Shabbat Shalom with a Heart Healthy Dose of Torah – Eikev
Way back in time, when the Temple in Jerusalem still had a fire on its altar, we prayed by bringing our offerings to the altar. We participated in the everyday offering, the thanks and atonement offerings, and a total of countless variations too numerous to recount here. When Rome destroyed the Temple, we went into exile from Jerusalem and found new ways to offer our ritual prayers to God. We replaced certain offerings with verbal prayer and others with specific rituals. In particular, instead of bringing pieces of our bread to burn on the altar, we created a spoken prayer of thanksgiving.
“Praised are You, Adonai our God, Eternal Sovereign, Who brings forth bread from the earth.” Anytime we serve bread at a meal; we say this prayer. We acknowledge the blessing of sustenance. The one problem, though, is that bread does not come from the Earth. The grains come from the Earth, but it takes a lot more than grain to make bread.
This week’s Torah portion helps us see that even basic sustenance is not basic. “God humbled you, causing you to hunger and then fed you with manna, which neither you nor your ancestors had known, to teach you that man does not live on bread alone but on every word that comes from the mouth of Adonai.”
The grain alone is not sustenance. Manna is a bread-like substance that we gather from the ground and eat. It is different from the grain, for it is lovingly processed. In announcing our appreciation for the “bread” that comes from the Earth, we express thanks for a finished product. No longer in the wilderness, we do not expect to wake each morning to find manna on the ground waiting for us. We now rely on each other for sustenance and recognize that without each other, we are lost.
The prayer presumes the process and all the hands in the process of turning the grain into bread. This process includes those operating the farm that grew and sowed the grains. It includes those in charge of transporting the grain to the refineries and bakeries and those who prepared and baked the bread. Ultimately, this process involves those who made sure it got to us. Sounds like a lot, but it is not the bread that sustains us.

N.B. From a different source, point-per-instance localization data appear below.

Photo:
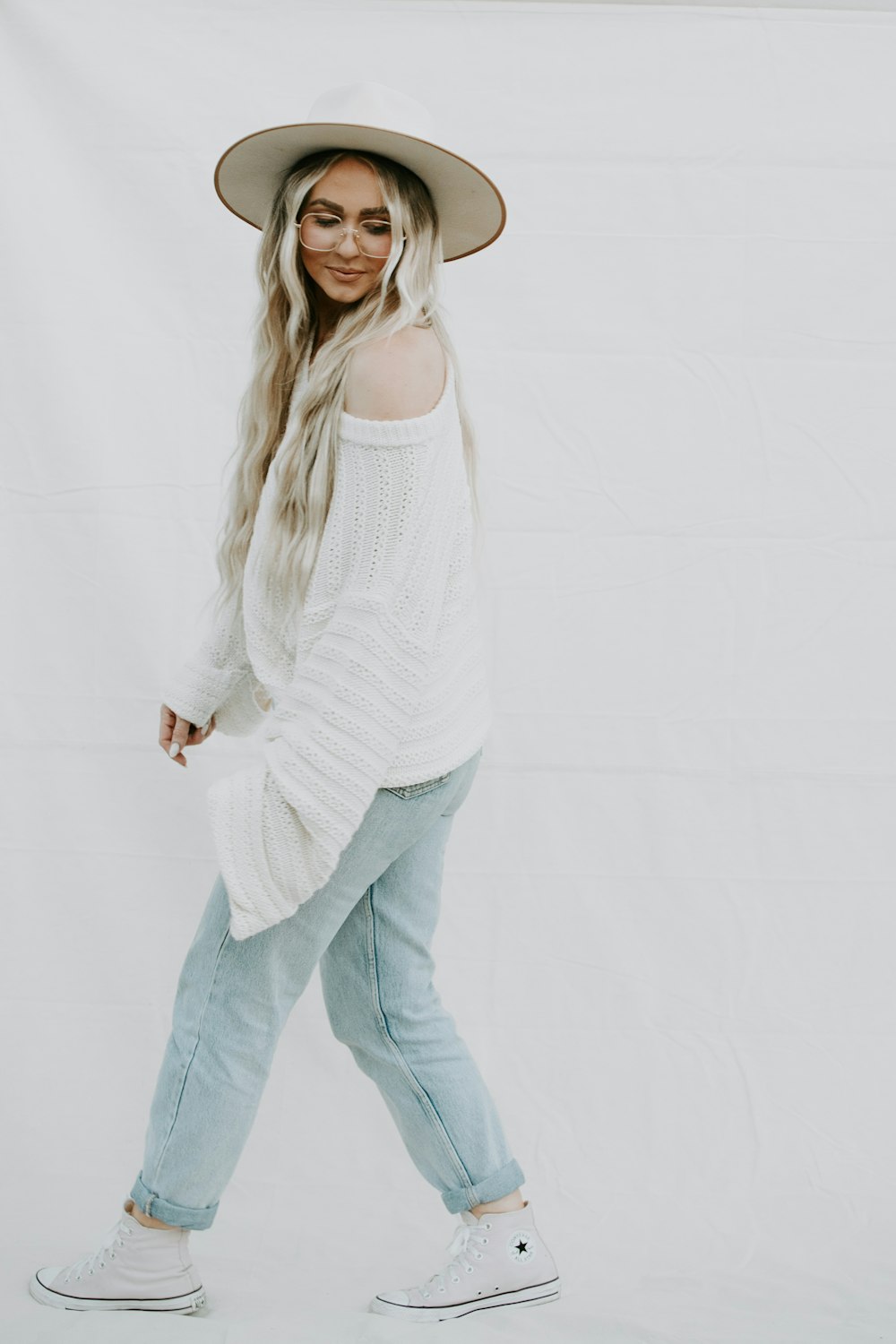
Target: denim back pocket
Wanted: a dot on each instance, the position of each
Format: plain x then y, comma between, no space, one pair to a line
414,790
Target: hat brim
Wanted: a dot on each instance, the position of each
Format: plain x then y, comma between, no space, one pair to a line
470,207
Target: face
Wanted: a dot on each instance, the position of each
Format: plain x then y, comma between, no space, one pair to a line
351,191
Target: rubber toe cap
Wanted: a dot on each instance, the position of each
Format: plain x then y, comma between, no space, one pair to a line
398,1298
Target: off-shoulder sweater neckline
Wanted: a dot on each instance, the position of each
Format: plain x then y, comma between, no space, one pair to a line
397,433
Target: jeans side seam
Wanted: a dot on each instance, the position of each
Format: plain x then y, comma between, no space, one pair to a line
379,1013
183,1081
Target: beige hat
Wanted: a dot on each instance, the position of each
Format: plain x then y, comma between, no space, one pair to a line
366,116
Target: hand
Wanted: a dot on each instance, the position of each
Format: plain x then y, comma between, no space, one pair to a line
174,728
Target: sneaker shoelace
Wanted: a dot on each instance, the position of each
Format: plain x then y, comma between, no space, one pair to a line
96,1258
461,1252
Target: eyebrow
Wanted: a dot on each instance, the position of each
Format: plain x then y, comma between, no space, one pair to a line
331,204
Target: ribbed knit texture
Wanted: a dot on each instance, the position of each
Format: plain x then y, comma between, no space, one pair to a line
384,683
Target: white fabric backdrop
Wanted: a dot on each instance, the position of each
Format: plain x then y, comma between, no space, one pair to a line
669,906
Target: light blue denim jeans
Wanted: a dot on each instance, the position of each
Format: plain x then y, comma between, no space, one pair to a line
370,927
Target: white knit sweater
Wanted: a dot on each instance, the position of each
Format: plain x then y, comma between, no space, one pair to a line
384,683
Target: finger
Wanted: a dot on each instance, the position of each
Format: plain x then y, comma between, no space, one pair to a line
179,737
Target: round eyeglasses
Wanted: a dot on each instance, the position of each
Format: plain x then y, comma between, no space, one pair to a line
324,233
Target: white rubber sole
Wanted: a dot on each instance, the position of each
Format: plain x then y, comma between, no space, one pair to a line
182,1305
533,1296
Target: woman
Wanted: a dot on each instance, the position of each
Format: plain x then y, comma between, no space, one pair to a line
347,623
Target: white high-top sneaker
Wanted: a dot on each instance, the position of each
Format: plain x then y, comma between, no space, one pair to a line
497,1260
136,1269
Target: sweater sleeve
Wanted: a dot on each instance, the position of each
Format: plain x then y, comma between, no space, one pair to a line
378,583
220,679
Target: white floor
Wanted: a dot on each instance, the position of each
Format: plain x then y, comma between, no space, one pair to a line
260,1304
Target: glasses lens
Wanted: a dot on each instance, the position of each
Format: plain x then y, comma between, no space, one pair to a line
375,238
323,233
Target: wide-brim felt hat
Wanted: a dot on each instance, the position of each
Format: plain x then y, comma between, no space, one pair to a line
382,120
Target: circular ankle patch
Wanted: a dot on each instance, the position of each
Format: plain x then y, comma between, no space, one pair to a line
521,1247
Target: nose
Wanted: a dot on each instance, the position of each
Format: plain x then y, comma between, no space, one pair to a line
349,246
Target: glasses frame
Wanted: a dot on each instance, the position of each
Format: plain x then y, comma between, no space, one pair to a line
322,214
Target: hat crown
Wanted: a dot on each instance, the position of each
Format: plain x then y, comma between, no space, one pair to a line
371,104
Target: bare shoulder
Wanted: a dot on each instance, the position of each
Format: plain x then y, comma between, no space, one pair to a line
397,376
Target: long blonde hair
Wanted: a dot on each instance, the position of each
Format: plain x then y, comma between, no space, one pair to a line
287,323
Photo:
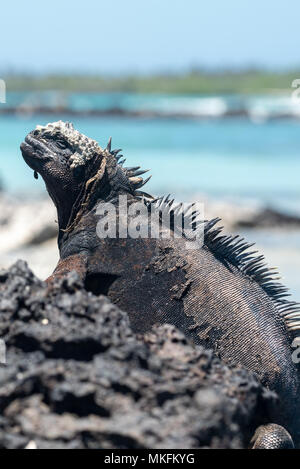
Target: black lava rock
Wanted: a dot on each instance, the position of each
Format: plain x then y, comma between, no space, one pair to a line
76,376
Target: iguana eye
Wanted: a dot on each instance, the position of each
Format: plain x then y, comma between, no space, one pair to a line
61,144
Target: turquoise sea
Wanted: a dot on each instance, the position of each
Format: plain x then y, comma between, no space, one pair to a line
239,159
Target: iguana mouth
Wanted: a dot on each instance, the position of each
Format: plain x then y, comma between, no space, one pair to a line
33,151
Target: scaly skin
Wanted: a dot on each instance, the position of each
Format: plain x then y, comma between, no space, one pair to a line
219,294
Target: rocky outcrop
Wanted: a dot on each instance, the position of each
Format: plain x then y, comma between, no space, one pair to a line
77,377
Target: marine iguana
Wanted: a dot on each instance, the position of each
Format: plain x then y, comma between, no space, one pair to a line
221,295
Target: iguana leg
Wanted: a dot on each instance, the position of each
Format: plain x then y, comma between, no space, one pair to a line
271,436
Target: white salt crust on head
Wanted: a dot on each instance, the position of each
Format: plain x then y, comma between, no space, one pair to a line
84,147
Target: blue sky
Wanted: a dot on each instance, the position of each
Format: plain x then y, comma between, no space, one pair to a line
120,36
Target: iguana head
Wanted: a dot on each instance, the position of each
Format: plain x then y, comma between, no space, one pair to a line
76,170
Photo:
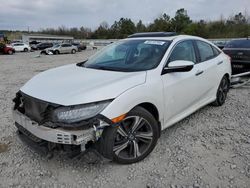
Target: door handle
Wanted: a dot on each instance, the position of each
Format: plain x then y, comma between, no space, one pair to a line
220,63
198,73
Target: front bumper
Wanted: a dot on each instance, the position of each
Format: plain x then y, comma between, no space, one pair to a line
54,135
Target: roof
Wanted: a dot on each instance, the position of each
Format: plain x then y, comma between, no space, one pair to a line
153,34
166,38
47,36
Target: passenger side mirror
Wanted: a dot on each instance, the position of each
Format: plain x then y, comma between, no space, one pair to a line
178,66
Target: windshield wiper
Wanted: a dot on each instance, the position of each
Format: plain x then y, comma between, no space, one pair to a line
110,68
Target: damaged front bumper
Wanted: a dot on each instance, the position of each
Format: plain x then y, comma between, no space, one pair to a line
57,135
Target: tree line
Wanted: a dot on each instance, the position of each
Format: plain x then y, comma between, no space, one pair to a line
231,27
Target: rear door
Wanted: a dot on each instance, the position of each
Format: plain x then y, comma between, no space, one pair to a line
208,65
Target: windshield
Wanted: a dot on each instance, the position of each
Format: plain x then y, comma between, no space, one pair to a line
129,55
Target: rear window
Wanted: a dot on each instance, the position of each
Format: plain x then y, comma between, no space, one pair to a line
238,44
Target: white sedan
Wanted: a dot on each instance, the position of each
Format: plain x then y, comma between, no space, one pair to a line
21,47
120,99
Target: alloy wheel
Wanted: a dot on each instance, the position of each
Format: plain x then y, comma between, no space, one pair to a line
133,138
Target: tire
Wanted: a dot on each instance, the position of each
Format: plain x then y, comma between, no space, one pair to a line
73,51
57,52
132,140
222,91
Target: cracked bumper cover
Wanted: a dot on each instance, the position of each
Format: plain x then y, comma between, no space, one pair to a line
55,135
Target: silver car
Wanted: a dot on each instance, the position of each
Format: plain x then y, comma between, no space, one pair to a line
60,49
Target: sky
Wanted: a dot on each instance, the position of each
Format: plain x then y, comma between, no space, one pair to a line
37,14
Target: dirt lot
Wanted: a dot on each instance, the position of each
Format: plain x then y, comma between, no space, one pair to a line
211,148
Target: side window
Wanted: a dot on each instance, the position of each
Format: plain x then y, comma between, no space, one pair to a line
216,51
183,51
205,50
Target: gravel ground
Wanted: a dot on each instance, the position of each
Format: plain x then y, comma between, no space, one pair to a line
211,148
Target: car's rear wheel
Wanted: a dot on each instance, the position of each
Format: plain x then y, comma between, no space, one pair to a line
132,140
222,91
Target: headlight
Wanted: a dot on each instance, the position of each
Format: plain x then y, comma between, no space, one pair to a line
77,113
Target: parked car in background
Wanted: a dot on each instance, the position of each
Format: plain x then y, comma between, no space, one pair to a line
6,49
79,46
220,43
239,51
42,46
34,42
119,100
60,49
21,47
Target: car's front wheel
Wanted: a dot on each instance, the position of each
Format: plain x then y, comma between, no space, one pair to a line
132,140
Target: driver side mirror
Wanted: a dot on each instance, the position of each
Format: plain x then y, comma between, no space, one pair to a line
178,66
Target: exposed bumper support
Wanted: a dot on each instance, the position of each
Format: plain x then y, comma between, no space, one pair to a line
57,135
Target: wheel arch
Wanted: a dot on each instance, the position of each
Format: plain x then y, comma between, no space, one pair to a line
151,108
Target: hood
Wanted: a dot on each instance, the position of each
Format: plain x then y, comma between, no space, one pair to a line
72,85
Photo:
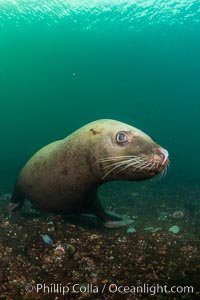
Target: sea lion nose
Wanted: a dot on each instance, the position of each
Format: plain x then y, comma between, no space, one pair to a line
165,155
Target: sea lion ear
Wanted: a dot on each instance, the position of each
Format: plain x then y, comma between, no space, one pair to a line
95,131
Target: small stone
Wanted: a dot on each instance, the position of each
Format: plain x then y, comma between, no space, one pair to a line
46,238
151,228
175,229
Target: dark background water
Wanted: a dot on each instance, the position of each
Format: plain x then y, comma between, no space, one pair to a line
63,65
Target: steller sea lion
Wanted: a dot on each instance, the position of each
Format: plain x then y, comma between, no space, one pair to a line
64,176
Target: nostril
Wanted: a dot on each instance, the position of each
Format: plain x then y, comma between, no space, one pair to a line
166,155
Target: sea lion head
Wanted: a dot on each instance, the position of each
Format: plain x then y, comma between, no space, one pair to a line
123,152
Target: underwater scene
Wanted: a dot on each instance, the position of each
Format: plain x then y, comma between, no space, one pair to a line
99,150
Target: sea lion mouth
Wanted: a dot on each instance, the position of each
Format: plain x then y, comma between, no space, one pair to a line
141,166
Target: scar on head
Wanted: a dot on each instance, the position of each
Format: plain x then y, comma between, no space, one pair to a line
95,131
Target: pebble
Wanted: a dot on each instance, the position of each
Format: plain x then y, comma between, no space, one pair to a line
175,229
131,230
46,238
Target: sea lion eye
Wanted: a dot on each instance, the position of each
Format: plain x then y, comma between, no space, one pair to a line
121,137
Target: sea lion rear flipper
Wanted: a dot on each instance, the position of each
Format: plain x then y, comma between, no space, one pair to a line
17,200
110,220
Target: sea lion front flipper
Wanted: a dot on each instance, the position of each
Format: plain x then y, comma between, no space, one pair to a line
16,201
109,219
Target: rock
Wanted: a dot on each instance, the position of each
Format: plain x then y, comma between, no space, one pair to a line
175,229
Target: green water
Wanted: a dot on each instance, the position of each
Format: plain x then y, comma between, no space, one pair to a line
66,63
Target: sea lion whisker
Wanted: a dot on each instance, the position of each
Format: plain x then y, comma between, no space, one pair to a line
130,165
115,167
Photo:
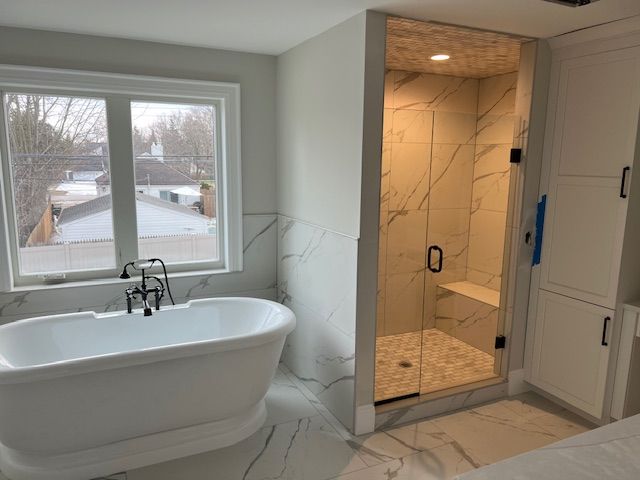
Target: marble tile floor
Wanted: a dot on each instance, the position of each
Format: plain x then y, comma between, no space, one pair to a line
303,441
446,362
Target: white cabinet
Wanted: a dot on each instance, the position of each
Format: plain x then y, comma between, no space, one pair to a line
593,135
583,237
589,153
571,350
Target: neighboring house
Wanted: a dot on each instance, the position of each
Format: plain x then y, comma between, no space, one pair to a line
157,179
92,220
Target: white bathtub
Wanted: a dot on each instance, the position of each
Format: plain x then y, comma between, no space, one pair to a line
84,395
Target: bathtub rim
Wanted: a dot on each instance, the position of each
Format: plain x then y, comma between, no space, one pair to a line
10,375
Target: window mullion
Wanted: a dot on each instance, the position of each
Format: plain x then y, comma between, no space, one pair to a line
123,194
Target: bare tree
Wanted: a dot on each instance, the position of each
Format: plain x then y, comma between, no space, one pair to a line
188,139
45,134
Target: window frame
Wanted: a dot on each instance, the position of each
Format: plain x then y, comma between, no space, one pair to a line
118,92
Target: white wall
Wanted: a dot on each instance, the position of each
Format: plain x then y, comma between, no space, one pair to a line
320,105
322,86
257,77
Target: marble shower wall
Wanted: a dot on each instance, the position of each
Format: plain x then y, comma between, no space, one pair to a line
427,172
317,271
490,195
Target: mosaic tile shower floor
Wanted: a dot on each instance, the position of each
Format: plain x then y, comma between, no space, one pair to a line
446,362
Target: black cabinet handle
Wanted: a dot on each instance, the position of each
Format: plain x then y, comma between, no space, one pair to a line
625,170
604,342
434,248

What sustains us is how, acting, in God’s stead (the manna that just appeared), we nurture each other.
From the Rabbinic tradition, we learn, “Eem aen kemach aen Torah, eem aen Torah, aen kemach.” If there is no bread, there can be no enlightenment. If there is no enlightenment, then bread does not matter. We share a holy relationship with each other. During creation, God said, “It is not good that man is alone.” We are not – we have each other.
It is for this reason that I ache for our country. The rhetoric of hate rips us apart. The statement from the president’s office calling any Jew who votes Democratic disloyal to this country reeks of the pogroms of ages past. There is no soft-peddling this or morally equivocating. This language from the President, his campaign promise to pay the legal fees for anyone who beat up his opposition, his comments to only people of color who disagree in congress about going back to their country – these are the scariest words a nation can hear. We need to return to each other, feed and nurture each other. We need to make clear our unwillingness to plunge our nation into the depths of zealotry that has seen everyone who is the other demeaned and purged in history. We can and must do better – NOW. Shabbat Shalom.